None of this made any sense. How could the Schines rip their lapels for Mr. Isen and grant my mother so much leniency? As much as I’d feared the rebbetzin kicking us out of the shul, her acceptance of my mother’s affair unsettled me more. She still looked like the woman who paced back and forth while advising a congregant, transmitting her wisdom through the phone cord wrapped around her fingers, but this time her fingers were busy shredding a napkin.
“Your father thinks this is best, too,” she added.
“You’ve been plotting with him?”
“You’ve been so good to your mother, but this is no life for a young girl.” She cupped my chin in her hand.
I picked at the wet tea bag wadded up on the saucer. “Please, let me stay.”
“I’m sorry, Barbara.” She bit her lip, but her voice remained firm.
“I won’t get in anyone’s way, I promise.”
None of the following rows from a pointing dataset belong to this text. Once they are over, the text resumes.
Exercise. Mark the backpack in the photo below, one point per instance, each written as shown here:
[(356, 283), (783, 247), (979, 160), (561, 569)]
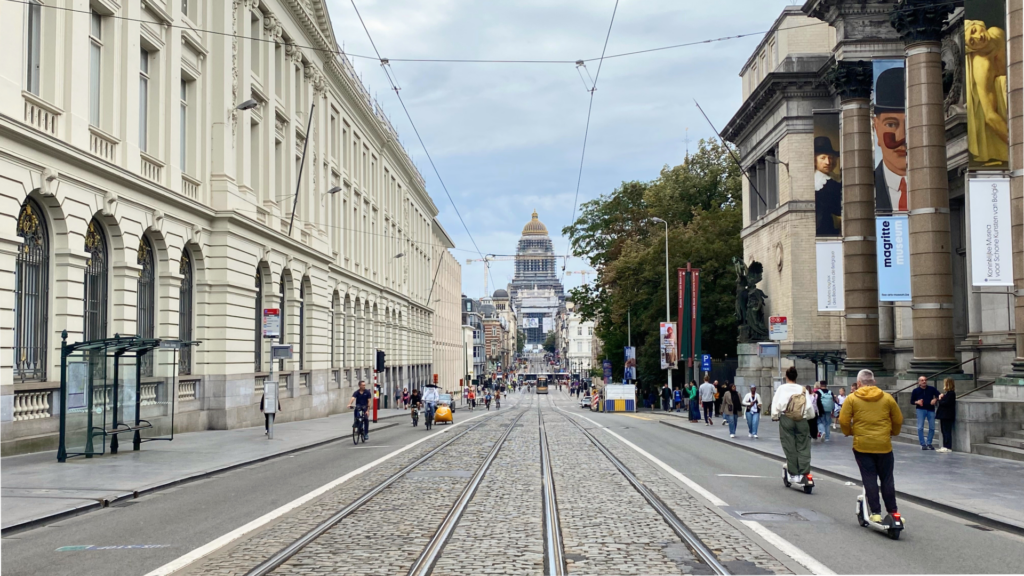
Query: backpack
[(827, 402), (795, 408)]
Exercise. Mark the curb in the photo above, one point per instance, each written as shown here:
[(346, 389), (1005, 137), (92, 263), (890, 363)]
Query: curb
[(105, 502), (966, 515)]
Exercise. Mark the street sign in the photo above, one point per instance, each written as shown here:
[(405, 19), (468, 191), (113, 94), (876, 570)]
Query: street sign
[(778, 329), (271, 323)]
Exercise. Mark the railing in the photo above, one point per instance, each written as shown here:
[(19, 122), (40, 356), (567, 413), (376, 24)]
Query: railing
[(31, 405), (189, 187), (40, 115), (153, 169), (186, 389), (102, 145)]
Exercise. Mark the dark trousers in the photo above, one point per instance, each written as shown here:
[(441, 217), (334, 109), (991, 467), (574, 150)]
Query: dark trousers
[(875, 467), (947, 433)]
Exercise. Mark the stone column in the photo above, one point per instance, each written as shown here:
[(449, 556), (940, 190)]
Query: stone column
[(1015, 78), (919, 23), (852, 81)]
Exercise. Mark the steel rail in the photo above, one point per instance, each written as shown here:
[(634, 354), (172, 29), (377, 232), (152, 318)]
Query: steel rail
[(425, 564), (284, 554), (702, 551), (554, 552)]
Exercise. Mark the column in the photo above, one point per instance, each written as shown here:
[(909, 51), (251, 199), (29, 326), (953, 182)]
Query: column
[(851, 80), (919, 24), (1015, 78)]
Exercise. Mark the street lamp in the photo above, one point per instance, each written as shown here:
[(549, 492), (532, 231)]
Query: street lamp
[(668, 300)]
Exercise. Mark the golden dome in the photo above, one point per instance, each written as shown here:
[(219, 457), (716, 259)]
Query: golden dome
[(535, 228)]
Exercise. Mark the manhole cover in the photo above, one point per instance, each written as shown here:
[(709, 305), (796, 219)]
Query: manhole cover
[(772, 517)]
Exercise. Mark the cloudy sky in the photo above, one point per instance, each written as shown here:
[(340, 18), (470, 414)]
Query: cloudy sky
[(507, 137)]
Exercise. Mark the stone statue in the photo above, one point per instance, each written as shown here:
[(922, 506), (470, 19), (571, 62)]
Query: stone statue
[(750, 302)]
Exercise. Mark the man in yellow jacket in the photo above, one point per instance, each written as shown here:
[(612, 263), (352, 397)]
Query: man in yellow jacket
[(872, 417)]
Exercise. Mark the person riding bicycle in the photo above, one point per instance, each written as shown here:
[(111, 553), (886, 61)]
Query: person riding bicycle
[(360, 399), (872, 416)]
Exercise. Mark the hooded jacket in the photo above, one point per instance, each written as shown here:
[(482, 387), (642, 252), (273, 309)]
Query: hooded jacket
[(872, 417)]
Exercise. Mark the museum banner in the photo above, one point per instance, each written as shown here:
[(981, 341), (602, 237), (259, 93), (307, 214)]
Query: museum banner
[(991, 252), (893, 254), (985, 84), (829, 273)]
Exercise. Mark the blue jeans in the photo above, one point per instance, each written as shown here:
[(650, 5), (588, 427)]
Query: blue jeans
[(922, 416), (824, 424), (753, 419)]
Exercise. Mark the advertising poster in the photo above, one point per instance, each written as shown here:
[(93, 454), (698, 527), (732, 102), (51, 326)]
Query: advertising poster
[(670, 356), (889, 126), (631, 364), (827, 176), (893, 252), (829, 272), (985, 79), (991, 253)]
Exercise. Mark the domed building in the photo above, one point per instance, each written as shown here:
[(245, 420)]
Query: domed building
[(536, 292)]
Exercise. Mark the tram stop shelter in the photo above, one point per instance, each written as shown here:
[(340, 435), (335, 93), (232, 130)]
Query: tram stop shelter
[(114, 386)]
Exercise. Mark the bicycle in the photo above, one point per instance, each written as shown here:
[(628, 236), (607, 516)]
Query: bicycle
[(359, 424)]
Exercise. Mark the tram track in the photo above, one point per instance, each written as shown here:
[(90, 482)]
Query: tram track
[(701, 551)]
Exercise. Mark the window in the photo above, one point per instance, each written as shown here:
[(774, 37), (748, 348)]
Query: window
[(95, 66), (258, 324), (143, 98), (33, 46), (31, 294), (145, 299), (185, 312), (94, 296)]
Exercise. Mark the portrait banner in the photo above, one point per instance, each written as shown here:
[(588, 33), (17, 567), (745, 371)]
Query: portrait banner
[(991, 252), (889, 123), (827, 175), (893, 252), (985, 84), (829, 276)]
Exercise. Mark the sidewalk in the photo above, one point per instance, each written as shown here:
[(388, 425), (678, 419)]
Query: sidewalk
[(966, 485), (37, 488)]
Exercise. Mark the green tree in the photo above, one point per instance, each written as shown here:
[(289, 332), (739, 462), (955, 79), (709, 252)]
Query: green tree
[(701, 202)]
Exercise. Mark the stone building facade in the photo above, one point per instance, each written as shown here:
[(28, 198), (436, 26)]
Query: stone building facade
[(158, 201)]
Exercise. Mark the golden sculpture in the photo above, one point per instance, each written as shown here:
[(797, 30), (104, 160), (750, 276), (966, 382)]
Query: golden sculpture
[(986, 94)]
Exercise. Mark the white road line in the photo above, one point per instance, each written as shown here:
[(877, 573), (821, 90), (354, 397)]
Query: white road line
[(782, 544), (220, 542)]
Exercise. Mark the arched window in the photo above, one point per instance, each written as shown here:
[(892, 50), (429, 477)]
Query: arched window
[(31, 294), (95, 283), (146, 299), (258, 323), (185, 312)]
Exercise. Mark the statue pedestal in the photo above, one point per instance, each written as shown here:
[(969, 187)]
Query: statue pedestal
[(753, 369)]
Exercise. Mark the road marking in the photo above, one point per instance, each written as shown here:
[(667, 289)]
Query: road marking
[(220, 542), (782, 544)]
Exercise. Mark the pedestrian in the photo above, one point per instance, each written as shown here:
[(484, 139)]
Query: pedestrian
[(872, 417), (826, 403), (731, 409), (925, 398), (792, 406), (752, 402), (945, 411), (708, 395)]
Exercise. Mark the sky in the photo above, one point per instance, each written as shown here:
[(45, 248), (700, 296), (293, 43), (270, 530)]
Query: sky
[(507, 138)]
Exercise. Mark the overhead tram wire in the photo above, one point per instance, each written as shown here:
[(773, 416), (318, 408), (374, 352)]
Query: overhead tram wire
[(385, 66), (586, 132)]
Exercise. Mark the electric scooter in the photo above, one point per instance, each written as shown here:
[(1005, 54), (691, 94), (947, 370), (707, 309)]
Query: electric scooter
[(892, 524), (807, 485)]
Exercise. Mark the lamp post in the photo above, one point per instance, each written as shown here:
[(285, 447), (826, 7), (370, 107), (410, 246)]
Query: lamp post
[(668, 300)]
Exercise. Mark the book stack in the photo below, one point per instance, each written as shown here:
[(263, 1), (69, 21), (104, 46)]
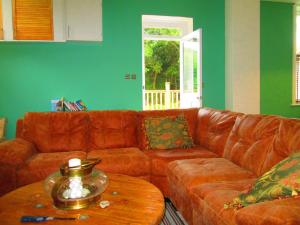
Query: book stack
[(74, 106), (68, 106)]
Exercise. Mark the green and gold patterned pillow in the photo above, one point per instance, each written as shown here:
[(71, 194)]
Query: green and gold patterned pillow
[(167, 132), (283, 180)]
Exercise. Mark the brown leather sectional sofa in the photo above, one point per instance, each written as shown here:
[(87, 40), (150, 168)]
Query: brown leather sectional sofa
[(231, 151)]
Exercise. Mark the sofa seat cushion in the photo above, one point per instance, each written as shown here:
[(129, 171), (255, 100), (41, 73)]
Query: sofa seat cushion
[(277, 212), (41, 165), (161, 158), (183, 175), (129, 161), (208, 201), (193, 172)]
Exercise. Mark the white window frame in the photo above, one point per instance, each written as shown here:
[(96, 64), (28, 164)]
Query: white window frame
[(185, 24), (296, 13)]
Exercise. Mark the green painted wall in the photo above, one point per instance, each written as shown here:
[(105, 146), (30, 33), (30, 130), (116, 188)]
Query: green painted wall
[(33, 73), (277, 59)]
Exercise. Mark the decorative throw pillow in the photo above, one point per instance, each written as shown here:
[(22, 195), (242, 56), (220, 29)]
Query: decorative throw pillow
[(282, 181), (167, 132)]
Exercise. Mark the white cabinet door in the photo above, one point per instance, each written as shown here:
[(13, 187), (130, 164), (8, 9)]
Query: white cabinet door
[(84, 20)]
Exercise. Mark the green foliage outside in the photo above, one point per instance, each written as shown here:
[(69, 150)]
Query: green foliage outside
[(161, 64)]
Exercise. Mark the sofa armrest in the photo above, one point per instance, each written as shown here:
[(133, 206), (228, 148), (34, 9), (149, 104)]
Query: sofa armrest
[(15, 152), (277, 212)]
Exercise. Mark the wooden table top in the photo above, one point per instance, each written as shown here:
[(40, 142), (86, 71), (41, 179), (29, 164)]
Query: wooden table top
[(136, 202)]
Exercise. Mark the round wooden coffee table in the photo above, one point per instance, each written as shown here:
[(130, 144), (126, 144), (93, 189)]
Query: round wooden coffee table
[(132, 201)]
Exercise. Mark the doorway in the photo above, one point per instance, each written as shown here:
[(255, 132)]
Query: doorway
[(171, 63)]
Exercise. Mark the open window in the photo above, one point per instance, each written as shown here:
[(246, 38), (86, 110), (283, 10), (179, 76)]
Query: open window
[(171, 63)]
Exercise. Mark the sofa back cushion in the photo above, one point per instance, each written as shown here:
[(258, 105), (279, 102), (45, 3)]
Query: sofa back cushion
[(251, 141), (56, 131), (189, 114), (286, 142), (213, 128), (112, 129)]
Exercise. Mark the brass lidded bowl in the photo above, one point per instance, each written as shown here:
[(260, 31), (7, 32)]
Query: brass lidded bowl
[(77, 184)]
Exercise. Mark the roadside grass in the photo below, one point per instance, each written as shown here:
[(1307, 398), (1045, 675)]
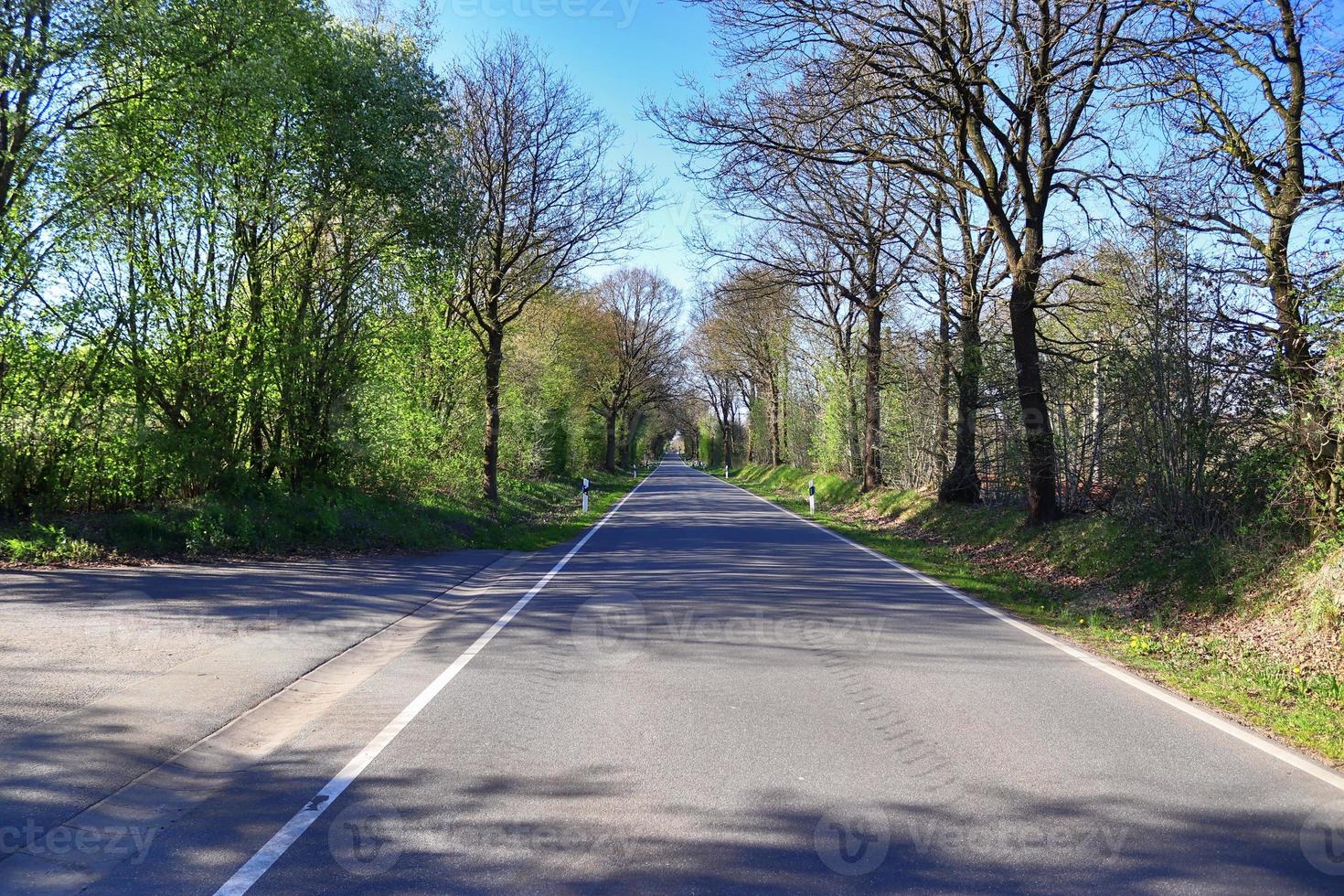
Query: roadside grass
[(1163, 637), (274, 523)]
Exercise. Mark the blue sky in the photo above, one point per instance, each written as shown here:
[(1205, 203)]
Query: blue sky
[(617, 51)]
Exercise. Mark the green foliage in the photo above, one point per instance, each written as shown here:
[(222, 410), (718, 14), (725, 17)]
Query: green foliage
[(274, 521), (1303, 706)]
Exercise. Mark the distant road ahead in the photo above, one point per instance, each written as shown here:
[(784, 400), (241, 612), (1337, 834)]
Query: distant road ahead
[(714, 696)]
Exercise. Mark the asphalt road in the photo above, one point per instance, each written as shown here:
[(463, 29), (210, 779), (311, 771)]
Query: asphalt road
[(709, 696)]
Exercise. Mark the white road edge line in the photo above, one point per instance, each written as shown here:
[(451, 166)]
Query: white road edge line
[(253, 869), (1244, 735)]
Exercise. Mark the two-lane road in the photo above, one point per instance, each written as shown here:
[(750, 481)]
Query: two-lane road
[(712, 696)]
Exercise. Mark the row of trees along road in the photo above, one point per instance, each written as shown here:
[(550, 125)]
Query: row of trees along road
[(1081, 251), (251, 245)]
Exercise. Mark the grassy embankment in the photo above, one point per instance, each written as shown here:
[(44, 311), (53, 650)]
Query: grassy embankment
[(1249, 624), (276, 524)]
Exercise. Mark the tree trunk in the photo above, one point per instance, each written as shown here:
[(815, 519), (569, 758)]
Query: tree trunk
[(1316, 435), (872, 400), (963, 483), (1040, 441), (774, 422), (494, 361), (609, 464)]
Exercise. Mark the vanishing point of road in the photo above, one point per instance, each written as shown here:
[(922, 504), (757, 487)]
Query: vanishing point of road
[(703, 695)]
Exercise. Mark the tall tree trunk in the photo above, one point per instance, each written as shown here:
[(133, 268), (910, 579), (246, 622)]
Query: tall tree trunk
[(941, 434), (963, 483), (1040, 440), (774, 422), (494, 361), (1316, 434), (872, 400), (609, 464)]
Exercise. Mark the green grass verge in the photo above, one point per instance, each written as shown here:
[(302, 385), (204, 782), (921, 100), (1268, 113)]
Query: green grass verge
[(276, 523), (1298, 706)]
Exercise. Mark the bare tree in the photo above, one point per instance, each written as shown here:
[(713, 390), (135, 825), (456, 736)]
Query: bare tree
[(1017, 82), (549, 197), (847, 232), (714, 374), (1253, 91), (644, 309)]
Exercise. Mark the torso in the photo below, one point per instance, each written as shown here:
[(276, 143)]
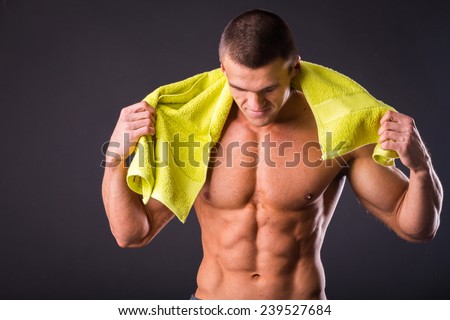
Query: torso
[(264, 210)]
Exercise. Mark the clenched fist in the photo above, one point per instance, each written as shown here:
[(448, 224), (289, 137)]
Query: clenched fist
[(134, 122)]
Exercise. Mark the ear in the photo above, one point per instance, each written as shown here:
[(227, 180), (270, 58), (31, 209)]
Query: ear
[(297, 65)]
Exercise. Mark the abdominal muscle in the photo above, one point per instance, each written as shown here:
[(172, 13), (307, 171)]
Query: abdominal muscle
[(258, 252)]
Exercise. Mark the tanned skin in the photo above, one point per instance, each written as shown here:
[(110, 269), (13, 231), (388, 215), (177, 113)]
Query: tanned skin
[(268, 197)]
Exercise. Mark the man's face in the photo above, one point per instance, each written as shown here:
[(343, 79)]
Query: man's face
[(259, 93)]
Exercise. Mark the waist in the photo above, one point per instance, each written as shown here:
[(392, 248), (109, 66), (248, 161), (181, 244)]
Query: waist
[(301, 279)]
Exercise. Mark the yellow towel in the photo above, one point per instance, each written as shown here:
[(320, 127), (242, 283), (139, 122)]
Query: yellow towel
[(190, 114)]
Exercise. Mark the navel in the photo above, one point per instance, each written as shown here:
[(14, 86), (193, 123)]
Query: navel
[(255, 276), (206, 195)]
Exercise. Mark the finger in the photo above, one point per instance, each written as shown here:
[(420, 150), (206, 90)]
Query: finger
[(144, 114), (389, 116), (136, 134), (393, 136), (389, 145), (135, 125), (391, 126)]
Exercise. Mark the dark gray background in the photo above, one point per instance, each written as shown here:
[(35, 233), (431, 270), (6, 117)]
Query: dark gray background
[(67, 68)]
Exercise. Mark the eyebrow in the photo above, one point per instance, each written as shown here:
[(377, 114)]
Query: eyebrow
[(273, 86)]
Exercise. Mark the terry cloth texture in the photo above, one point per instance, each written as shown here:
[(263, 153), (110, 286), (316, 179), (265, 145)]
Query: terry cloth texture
[(190, 114)]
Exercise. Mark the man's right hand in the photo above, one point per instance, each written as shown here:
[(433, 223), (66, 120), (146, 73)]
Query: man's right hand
[(134, 122)]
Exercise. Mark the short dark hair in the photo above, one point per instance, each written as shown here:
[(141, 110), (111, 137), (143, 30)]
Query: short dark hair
[(256, 38)]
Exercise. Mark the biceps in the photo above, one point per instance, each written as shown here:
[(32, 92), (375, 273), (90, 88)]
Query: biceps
[(380, 189)]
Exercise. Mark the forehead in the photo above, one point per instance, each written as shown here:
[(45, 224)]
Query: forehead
[(256, 79)]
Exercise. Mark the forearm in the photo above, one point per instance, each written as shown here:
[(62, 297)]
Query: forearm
[(126, 213), (418, 215)]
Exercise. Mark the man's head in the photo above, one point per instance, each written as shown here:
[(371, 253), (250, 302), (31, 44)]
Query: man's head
[(259, 58), (257, 37)]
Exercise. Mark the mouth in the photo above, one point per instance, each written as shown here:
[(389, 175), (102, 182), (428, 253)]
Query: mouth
[(258, 113)]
She closed her eyes and shook her head no.
“Please,” I whispered.
I, not my mother, was the one being exiled to California, which was much farther away than Brookfield.
September 2009
D
uring the weeks following Mrs. Kessler’s tahara, I dialed the rebbetzin a half dozen times but hung up before hitting the last number. I don’t know what I wanted from her, maybe an apology for shipping me off to California. Maybe I wanted an explanation for why she’d invited me to wash Mrs. Kessler or implored me to take care of my mother or even spared a thought for a woman she’d expunged from her community, albeit for good reason. I wished she’d gone about her business of saving Jewish souls and left me in peace.